When our author descends from generalities and comes to tackle Mr. Darwin on his own ground, his intellectual feats are simply marvelous. In answer to the philosopher's question whether differences of bodily structure and mental faculties are transmitted to offspring, he replies that the "answer is in the negative, because we every day see tall fathers with short sons, and the reverse—wise men and thrifty, with fools and spendthrifts for children!" Nevertheless, he naively confesses a little further on that "hereditary peculiarities certainly exist." His reflections are both profound and elevating: "Facially there are men and women who bear strong resemblance to owls, baboons, and other of the lower order of animals. In fact, an illustrated book has been published concerning these peculiarities; but these are not to the point, and prove nothing." Then why adduce them? a poor heathen might demand; but really we can not follow our author through the phases of his deep and dangerous argument. He gives it to Mr. Darwin tremendously, and is very high and haughty with him whenever he catches him prevaricating. Sometimes, indeed, he is barely civil: "This argument is of the lucus a non lucendo order, and the premises are as false as the conclusion." When the poor philosopher mildly dissents, he is ready to disconcert him altogether with an aside to the reader: "And here I may remark that the French Academy deliberately and wisely refused him (Mr. Darwin) admission into their body (three times, I have heard), for the reason that his views of Nature were not legitimately founded on facts or science." He adds loftily, in the finest manner of Mr. Podsnap: "Of this I have not personal knowledge; I have only been told so."

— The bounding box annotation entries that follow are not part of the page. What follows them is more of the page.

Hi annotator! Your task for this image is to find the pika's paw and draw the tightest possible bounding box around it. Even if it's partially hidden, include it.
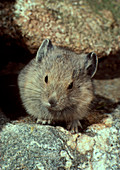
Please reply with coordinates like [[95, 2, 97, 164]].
[[67, 120, 82, 133], [37, 119, 52, 125]]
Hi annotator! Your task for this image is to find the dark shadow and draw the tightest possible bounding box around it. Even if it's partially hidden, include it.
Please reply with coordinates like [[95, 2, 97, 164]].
[[94, 51, 120, 80], [0, 0, 34, 125]]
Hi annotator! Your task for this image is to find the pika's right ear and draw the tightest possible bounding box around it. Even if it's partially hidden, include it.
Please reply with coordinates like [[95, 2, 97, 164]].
[[36, 39, 53, 62]]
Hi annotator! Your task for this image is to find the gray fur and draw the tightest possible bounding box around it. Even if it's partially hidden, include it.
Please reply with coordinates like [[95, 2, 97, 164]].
[[18, 40, 97, 131]]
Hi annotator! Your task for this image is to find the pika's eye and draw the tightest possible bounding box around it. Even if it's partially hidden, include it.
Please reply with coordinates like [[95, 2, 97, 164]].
[[45, 75, 48, 83], [68, 82, 73, 89]]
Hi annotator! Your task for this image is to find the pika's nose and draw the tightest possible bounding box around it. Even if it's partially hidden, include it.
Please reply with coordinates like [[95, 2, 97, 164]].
[[48, 98, 57, 107]]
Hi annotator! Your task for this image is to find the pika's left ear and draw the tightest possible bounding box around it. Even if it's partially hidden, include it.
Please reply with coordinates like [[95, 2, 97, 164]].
[[85, 52, 98, 77]]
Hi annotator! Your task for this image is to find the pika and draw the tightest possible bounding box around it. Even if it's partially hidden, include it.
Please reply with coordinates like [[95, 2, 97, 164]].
[[18, 39, 98, 132]]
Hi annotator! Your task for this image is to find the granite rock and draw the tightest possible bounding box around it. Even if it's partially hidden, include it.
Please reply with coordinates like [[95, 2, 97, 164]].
[[0, 105, 120, 170]]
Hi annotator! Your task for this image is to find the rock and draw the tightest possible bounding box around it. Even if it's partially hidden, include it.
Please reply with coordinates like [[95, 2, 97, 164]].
[[0, 0, 120, 57], [0, 105, 120, 170]]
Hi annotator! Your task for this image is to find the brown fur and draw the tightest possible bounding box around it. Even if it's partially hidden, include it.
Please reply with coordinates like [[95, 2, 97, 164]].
[[18, 39, 98, 131]]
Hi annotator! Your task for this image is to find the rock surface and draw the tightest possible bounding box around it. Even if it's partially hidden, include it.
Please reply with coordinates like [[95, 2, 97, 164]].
[[0, 105, 120, 170], [0, 0, 120, 57], [0, 0, 120, 170]]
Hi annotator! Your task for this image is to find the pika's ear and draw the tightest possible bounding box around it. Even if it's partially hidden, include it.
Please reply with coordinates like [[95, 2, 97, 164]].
[[36, 39, 53, 62], [85, 52, 98, 77]]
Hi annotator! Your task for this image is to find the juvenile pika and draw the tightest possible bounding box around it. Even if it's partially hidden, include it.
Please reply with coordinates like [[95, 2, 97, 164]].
[[18, 39, 98, 132]]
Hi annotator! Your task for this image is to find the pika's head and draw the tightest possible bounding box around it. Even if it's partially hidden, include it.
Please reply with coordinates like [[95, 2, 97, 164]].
[[36, 39, 97, 111]]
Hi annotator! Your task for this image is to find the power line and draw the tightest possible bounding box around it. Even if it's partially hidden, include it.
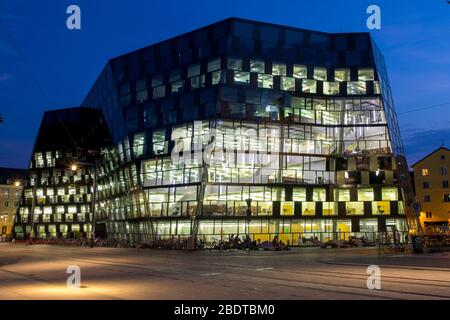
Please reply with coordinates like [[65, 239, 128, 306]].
[[0, 12, 76, 145], [398, 102, 450, 115]]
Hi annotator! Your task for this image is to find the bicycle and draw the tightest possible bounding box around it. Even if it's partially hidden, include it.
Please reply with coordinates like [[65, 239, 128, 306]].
[[381, 242, 411, 254]]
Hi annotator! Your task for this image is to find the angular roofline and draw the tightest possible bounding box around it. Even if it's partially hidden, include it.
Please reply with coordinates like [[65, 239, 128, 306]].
[[410, 146, 450, 167], [44, 106, 95, 114], [108, 17, 373, 63]]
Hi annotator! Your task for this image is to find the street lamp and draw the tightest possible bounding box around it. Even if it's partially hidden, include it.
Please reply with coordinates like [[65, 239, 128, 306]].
[[70, 161, 98, 244]]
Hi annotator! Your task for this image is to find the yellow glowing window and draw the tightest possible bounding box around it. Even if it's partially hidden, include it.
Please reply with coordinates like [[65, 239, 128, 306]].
[[281, 202, 294, 216], [322, 202, 338, 216], [345, 201, 364, 216], [381, 188, 398, 201], [302, 202, 316, 216], [372, 201, 391, 215]]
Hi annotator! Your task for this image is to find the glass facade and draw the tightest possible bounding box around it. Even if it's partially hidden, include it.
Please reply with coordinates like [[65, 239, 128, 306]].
[[14, 108, 110, 239], [17, 18, 409, 245]]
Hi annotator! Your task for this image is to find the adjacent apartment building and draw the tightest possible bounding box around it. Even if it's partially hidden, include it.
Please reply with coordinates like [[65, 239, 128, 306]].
[[0, 168, 27, 236], [14, 18, 415, 244], [411, 147, 450, 230]]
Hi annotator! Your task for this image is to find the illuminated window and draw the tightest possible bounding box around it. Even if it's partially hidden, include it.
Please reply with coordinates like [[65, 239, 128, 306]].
[[323, 82, 339, 95], [293, 64, 307, 79], [280, 202, 294, 216], [334, 69, 350, 82], [334, 189, 350, 201], [34, 152, 44, 168], [191, 74, 205, 89], [381, 188, 398, 201], [281, 77, 295, 91], [272, 63, 286, 76], [322, 202, 338, 216], [302, 202, 316, 216], [207, 58, 220, 72], [358, 68, 375, 81], [347, 81, 366, 95], [314, 68, 327, 81], [302, 79, 317, 93], [345, 201, 364, 216], [172, 80, 184, 93], [211, 70, 222, 85], [187, 63, 200, 78], [292, 188, 306, 201], [250, 60, 265, 73], [133, 133, 145, 157], [313, 188, 327, 201], [234, 71, 250, 85], [372, 201, 391, 215], [227, 58, 242, 70], [258, 74, 273, 89], [358, 188, 374, 201], [153, 86, 166, 99], [373, 81, 381, 94]]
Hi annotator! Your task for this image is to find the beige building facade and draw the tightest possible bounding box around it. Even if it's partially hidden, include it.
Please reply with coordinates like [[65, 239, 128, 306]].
[[412, 147, 450, 230]]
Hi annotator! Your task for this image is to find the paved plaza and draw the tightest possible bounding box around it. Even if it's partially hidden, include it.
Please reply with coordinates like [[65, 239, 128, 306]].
[[0, 244, 450, 300]]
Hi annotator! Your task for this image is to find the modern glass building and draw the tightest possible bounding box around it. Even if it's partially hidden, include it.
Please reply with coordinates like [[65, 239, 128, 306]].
[[14, 108, 110, 239], [18, 18, 414, 244]]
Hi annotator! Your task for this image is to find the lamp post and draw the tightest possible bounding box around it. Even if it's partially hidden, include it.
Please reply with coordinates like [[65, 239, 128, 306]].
[[70, 161, 98, 244], [245, 198, 253, 245]]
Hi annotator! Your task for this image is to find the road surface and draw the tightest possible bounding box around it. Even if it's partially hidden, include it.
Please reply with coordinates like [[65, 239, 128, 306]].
[[0, 243, 450, 300]]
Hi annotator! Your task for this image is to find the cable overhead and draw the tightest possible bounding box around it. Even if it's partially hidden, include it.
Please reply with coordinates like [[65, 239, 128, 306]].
[[0, 12, 77, 146], [398, 102, 450, 115]]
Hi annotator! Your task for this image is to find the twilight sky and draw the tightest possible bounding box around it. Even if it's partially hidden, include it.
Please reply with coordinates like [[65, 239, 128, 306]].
[[0, 0, 450, 168]]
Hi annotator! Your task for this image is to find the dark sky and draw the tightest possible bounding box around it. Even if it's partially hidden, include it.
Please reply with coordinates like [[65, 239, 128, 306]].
[[0, 0, 450, 167]]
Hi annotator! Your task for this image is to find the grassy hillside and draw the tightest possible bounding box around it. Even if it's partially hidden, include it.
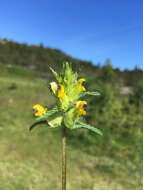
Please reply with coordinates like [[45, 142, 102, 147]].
[[0, 64, 143, 190]]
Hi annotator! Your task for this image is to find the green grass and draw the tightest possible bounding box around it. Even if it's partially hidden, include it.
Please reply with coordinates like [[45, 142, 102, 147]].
[[0, 64, 143, 190]]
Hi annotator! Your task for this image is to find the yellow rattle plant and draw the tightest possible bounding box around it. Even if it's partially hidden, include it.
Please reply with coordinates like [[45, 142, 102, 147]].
[[30, 62, 102, 190]]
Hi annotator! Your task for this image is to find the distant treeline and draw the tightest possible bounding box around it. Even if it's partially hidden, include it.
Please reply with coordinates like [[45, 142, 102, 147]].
[[0, 39, 143, 86]]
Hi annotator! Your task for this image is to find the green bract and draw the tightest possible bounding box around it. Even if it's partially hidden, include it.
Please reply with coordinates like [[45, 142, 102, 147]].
[[30, 62, 102, 135]]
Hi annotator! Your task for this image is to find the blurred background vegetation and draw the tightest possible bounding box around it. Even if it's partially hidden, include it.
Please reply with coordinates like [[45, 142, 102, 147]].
[[0, 39, 143, 190]]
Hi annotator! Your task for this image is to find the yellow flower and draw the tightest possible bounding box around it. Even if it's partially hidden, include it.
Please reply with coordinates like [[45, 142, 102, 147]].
[[33, 104, 47, 117], [57, 85, 65, 100], [76, 100, 87, 116], [77, 78, 86, 92], [50, 82, 58, 94]]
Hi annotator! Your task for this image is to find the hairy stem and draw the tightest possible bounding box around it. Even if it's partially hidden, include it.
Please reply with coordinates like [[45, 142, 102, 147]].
[[62, 126, 66, 190]]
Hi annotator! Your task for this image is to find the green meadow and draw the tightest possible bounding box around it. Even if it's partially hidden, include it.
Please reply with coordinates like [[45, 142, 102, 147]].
[[0, 62, 143, 190]]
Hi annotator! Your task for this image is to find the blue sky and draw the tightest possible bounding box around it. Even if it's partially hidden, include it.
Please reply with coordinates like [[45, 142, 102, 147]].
[[0, 0, 143, 69]]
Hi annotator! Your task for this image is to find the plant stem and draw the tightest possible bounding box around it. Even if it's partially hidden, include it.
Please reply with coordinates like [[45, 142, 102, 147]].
[[62, 126, 66, 190]]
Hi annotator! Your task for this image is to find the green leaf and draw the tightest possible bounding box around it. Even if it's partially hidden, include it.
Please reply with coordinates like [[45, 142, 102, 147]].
[[73, 122, 103, 136], [50, 67, 58, 79], [36, 107, 58, 121]]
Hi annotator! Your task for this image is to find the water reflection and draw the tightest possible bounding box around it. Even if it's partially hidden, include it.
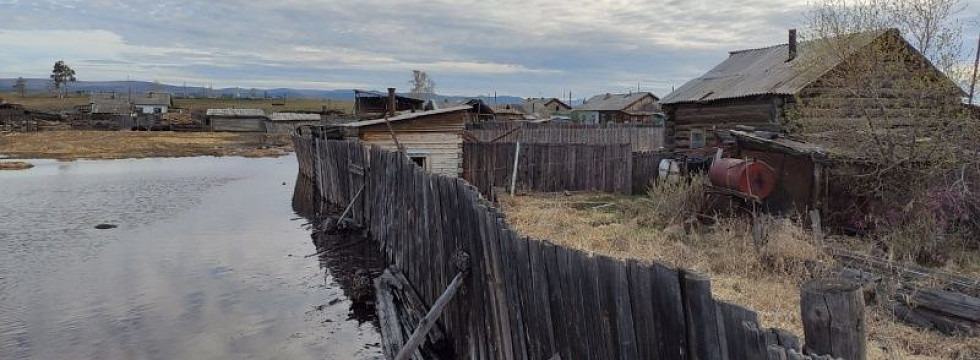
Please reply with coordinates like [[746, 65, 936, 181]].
[[293, 172, 384, 324], [0, 157, 380, 359]]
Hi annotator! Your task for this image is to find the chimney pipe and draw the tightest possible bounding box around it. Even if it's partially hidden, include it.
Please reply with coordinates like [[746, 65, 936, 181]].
[[786, 29, 796, 61], [388, 88, 397, 117]]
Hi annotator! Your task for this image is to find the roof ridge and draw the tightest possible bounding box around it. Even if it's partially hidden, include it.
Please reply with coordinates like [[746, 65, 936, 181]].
[[728, 44, 789, 55]]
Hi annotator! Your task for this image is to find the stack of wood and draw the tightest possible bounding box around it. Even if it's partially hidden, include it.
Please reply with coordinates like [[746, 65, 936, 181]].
[[832, 250, 980, 336]]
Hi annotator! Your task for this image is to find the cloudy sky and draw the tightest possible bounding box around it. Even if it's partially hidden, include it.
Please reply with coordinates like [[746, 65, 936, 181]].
[[0, 0, 980, 98]]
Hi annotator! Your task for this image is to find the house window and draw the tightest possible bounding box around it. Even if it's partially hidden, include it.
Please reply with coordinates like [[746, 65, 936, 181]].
[[691, 129, 705, 149], [410, 156, 426, 170]]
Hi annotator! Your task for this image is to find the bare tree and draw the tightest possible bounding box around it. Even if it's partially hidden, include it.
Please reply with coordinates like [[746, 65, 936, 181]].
[[50, 60, 75, 98], [14, 77, 27, 97], [409, 70, 436, 100], [788, 0, 980, 262]]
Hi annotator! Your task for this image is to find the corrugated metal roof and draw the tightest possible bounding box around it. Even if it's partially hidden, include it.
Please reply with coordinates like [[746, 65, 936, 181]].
[[660, 31, 885, 104], [269, 113, 320, 121], [575, 92, 657, 111], [132, 92, 171, 106], [339, 105, 473, 127], [207, 109, 265, 117]]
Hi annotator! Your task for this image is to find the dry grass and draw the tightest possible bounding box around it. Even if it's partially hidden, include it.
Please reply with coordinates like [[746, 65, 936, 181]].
[[0, 131, 292, 159], [500, 184, 980, 359], [0, 161, 34, 170]]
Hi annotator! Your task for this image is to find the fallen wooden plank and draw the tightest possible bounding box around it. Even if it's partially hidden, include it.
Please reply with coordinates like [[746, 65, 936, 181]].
[[395, 272, 466, 360]]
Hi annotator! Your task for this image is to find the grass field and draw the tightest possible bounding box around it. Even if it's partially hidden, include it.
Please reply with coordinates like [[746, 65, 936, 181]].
[[500, 190, 980, 360], [0, 92, 354, 113]]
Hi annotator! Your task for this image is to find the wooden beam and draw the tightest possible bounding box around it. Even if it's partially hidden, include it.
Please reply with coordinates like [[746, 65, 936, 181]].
[[395, 271, 466, 360]]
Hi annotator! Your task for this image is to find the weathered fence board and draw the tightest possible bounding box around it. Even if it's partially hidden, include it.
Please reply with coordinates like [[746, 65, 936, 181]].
[[463, 143, 634, 194], [294, 136, 848, 360], [466, 121, 664, 151]]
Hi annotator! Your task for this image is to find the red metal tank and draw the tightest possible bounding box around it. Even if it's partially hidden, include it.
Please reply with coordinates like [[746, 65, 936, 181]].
[[708, 158, 776, 199]]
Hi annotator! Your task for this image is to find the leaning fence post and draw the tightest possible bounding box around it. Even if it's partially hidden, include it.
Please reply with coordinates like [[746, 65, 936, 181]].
[[800, 279, 867, 360], [510, 141, 521, 196]]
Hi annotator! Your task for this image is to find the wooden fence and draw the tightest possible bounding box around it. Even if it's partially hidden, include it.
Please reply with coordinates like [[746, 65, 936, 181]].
[[294, 136, 844, 360], [466, 121, 664, 151], [463, 142, 633, 194]]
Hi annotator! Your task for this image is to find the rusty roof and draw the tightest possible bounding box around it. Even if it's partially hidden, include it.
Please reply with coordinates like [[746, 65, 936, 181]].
[[660, 30, 898, 104], [338, 105, 473, 128]]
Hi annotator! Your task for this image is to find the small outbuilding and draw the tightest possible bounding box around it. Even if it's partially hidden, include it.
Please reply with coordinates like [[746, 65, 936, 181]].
[[572, 92, 660, 124], [265, 113, 320, 133], [205, 109, 269, 132], [339, 105, 473, 177], [522, 98, 572, 119]]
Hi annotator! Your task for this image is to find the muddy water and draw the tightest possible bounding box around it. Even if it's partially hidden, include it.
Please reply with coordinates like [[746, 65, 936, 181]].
[[0, 157, 380, 359]]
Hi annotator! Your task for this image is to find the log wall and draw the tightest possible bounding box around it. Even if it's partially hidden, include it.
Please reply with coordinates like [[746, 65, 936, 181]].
[[466, 122, 664, 151]]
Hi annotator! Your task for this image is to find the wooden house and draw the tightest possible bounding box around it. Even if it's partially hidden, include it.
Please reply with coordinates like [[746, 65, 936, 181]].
[[339, 106, 473, 177], [265, 113, 320, 133], [522, 98, 572, 119], [572, 92, 660, 124], [205, 109, 269, 132], [354, 90, 425, 119], [660, 29, 962, 151]]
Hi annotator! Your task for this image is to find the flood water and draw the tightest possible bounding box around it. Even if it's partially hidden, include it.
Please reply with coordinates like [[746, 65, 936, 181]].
[[0, 156, 381, 359]]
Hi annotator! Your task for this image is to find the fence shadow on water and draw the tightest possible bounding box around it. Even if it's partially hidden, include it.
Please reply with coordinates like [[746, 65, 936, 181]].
[[294, 136, 836, 360], [292, 174, 385, 323]]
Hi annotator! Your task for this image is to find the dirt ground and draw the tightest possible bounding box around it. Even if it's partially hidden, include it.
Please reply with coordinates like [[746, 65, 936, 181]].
[[0, 131, 293, 160], [500, 193, 980, 359]]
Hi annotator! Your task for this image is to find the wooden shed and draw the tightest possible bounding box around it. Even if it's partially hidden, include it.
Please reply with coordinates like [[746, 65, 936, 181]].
[[340, 106, 472, 177], [354, 90, 425, 119], [660, 29, 962, 151], [265, 113, 320, 133], [571, 92, 660, 124], [205, 109, 269, 132]]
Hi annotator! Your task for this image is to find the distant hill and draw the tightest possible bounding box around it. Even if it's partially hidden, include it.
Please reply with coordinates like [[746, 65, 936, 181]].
[[0, 78, 523, 104]]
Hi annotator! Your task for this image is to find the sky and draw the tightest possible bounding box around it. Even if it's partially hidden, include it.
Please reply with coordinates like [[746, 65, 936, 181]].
[[0, 0, 980, 98]]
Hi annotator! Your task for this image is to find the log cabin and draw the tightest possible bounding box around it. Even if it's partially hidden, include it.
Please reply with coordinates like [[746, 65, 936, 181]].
[[339, 105, 473, 177], [205, 109, 269, 132], [660, 29, 963, 151]]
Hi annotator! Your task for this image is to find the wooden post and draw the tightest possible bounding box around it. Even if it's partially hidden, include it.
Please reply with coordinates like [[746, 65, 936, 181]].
[[510, 141, 521, 196], [800, 279, 867, 360], [395, 271, 466, 360], [810, 210, 823, 246]]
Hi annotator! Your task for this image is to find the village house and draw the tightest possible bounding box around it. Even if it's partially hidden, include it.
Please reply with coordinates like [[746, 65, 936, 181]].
[[205, 109, 269, 132], [265, 113, 320, 133], [354, 89, 425, 119], [89, 92, 173, 115], [660, 29, 962, 151], [523, 98, 572, 119], [572, 92, 660, 124], [89, 92, 133, 115], [339, 105, 473, 177], [493, 104, 536, 121], [130, 92, 174, 114]]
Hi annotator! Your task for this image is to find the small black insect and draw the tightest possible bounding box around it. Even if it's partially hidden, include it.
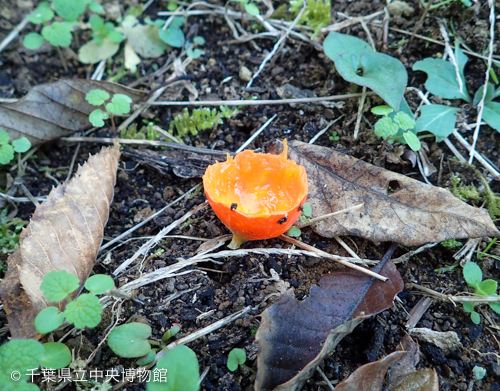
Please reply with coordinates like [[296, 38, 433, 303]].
[[278, 216, 288, 224]]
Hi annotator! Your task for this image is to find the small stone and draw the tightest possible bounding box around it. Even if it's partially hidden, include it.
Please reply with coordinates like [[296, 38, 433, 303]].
[[240, 67, 252, 81]]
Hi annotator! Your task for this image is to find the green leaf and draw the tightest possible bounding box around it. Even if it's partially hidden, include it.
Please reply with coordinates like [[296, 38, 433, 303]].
[[146, 345, 200, 391], [462, 301, 474, 312], [85, 89, 109, 106], [413, 58, 471, 102], [40, 270, 80, 302], [416, 104, 458, 141], [23, 33, 45, 50], [52, 0, 86, 20], [64, 293, 102, 329], [42, 22, 72, 47], [403, 130, 422, 151], [12, 137, 31, 153], [106, 94, 132, 115], [40, 342, 71, 369], [0, 144, 14, 164], [375, 117, 399, 140], [89, 15, 104, 33], [0, 129, 9, 145], [108, 322, 150, 358], [479, 280, 498, 296], [0, 339, 44, 391], [323, 31, 373, 61], [28, 1, 54, 24], [286, 225, 302, 238], [158, 26, 185, 48], [463, 262, 483, 288], [483, 102, 500, 132], [89, 109, 109, 128], [35, 306, 64, 334], [245, 3, 260, 16], [227, 348, 247, 372], [371, 105, 394, 116], [78, 38, 120, 64], [392, 111, 415, 130], [335, 52, 408, 111], [472, 83, 495, 106], [85, 274, 115, 295]]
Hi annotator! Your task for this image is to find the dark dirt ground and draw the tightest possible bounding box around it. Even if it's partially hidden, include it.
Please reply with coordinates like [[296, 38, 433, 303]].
[[0, 0, 500, 391]]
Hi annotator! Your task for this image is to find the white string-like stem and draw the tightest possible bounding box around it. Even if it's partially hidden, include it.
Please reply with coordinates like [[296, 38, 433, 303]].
[[469, 0, 495, 164]]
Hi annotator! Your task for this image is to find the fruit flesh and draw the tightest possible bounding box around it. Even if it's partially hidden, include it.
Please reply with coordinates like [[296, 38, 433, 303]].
[[203, 141, 307, 240]]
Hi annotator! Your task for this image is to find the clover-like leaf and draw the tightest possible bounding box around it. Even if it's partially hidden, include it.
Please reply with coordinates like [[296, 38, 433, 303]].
[[0, 339, 44, 391], [12, 137, 31, 153], [463, 262, 483, 288], [40, 270, 80, 302], [146, 345, 200, 391], [42, 22, 72, 47], [158, 25, 185, 48], [89, 109, 109, 128], [416, 104, 458, 141], [108, 322, 151, 358], [40, 342, 71, 369], [106, 94, 132, 115], [23, 33, 45, 50], [227, 348, 247, 372], [28, 1, 54, 24], [0, 144, 14, 164], [375, 117, 399, 140], [85, 89, 109, 106], [64, 293, 102, 329], [85, 274, 115, 295], [35, 306, 64, 334]]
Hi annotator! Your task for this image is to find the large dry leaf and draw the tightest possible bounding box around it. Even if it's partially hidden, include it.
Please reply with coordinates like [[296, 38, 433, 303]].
[[0, 145, 120, 338], [255, 245, 404, 391], [0, 79, 146, 145], [288, 141, 500, 246]]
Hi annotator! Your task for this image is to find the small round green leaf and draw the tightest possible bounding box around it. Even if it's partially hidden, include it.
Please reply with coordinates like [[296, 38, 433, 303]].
[[28, 1, 54, 24], [89, 109, 109, 128], [463, 262, 483, 288], [0, 129, 9, 145], [35, 306, 64, 334], [42, 22, 72, 47], [227, 348, 247, 372], [0, 144, 14, 164], [286, 225, 302, 238], [85, 274, 115, 295], [12, 137, 31, 153], [108, 322, 151, 358], [245, 3, 260, 16], [403, 130, 422, 151], [64, 293, 102, 329], [371, 105, 394, 116], [23, 33, 45, 50], [158, 25, 185, 48], [85, 89, 109, 106], [41, 342, 71, 369], [393, 111, 415, 130], [40, 270, 80, 302], [375, 117, 399, 140], [146, 345, 200, 391]]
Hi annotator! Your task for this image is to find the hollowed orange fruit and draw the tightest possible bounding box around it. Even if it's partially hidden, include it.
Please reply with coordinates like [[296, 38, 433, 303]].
[[203, 140, 307, 248]]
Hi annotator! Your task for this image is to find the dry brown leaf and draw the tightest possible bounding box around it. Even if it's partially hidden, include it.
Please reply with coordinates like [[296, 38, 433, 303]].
[[288, 141, 500, 246], [0, 79, 146, 145], [255, 245, 404, 391], [0, 145, 120, 338]]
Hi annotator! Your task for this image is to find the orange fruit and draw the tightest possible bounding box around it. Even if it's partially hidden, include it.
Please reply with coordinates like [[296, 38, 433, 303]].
[[203, 140, 307, 248]]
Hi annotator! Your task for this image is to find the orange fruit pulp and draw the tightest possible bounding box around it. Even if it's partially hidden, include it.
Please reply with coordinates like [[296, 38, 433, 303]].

Here and there he is almost too hard on Mr. Darwin, as when he says: "His approach to the deep mysteries of Nature is in the veni, vidi, vici style, little affected by the fact that he has no power of himself to make the lowest living form of being." Really, Mr. Darwin makes no pretense to any powers of creation, unless it be in a modest literary way. Again, our critic says that, on a review of the whole "Descent of Man," this strikes him: "That any one, who can discover legitimate proof of the origin of man in its assumption, may truly be said to see with the eyes of Darwin, and not with those of God." Really, all an ordinary man can do is to see with his own eyes, if he possesses any, and not even a critic of superhuman stupidity could do much more. We regret to see these blemishes on so characteristic a book, for we are sure that it is one that will be welcomed by many a frightened matron, and by not a few seraphic spinsters. Such a work was wanted, not only to exhibit the dangers of Darwinism in its possible effects on the inmates of Hanwell, but to concentrate in one concise and complete vade mecum all the irrelevant twaddle of the ancient house of Dogberry. If Mr. Darwin survives this attack, he will at least know that the force of utter flabbiness can go no further. To the present generation he is a very Goliath of the Philistines; but, though the cranium of a catarrhine-ape may some day confute him, he is not to be annihilated in this off-hand fashion by the jawbone of an ass.—Examiner.

  1. "The Darwinian Theory Examined." London: Bickers & Sons.